Video game retailer GameStop (GME 2.31%) reported results for the fourth quarter and full fiscal year of 2013 this morning, sending shares as much as 9.3% lower on the news.
GameStop's fourth-quarter sales rose 3.4% year-over-year to $3.7 billion, affected by comparing a 13-week quarter in 2013 to a 7% longer 14-week period in the year-ago quarter. Analysts were looking for sales of $3.8 billion.

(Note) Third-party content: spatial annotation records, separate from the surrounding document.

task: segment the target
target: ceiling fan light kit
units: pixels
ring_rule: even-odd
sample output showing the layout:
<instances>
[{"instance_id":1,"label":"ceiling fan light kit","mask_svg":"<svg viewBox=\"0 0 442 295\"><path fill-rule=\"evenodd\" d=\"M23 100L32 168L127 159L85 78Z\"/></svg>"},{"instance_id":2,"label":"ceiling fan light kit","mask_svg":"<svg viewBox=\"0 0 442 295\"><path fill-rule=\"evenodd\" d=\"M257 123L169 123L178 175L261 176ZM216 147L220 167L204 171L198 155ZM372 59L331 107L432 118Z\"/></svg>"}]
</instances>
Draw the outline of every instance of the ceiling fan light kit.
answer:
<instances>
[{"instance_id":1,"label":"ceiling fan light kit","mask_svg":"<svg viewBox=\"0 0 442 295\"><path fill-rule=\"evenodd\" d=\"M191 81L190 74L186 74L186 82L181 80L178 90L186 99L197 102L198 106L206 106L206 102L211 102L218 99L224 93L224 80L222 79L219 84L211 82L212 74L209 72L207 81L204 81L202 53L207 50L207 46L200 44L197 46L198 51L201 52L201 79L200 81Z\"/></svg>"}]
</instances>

Comparable-store sales increased 7.8% year over year, fueled by what the company called "successful launches" of the Xbox One and Playstation 4 gaming consoles.
On the bottom line, non-GAAP earnings fell 12% to $1.90 per diluted share, just behind Wall Street's average target at $1.92 per share.
The company provided strong guidance for the upcoming quarter and the 2014 fiscal year. At the midpoint of official guidance ranges, total sales should increase by 8.5% in the first quarter and 11% for the full year. Adjusted earnings should land near $0.57 in the ongoing quarter and $3.55 for the fiscal year. With the exception of first-quarter sales, all of these numbers came in higher than the current Street view for each period.
"The launch of new consoles in 2013 marked the return of innovation to the video game category and GameStop's market share increased to an all-time high," said GameStop CEO Paul Raines in a prepared statement. Management hopes to benefit from a "re-energized" video game market and new business opportunities in consumer electronics this year.
GameStop also said it expects to close 2% of its stores in 2014 but did not give a number or say where the closing stores are located. GameStop's website says the company has 6,614 stores, so 2% would amount to about 132 locations.
-- Material from The Associated Press was used in this report.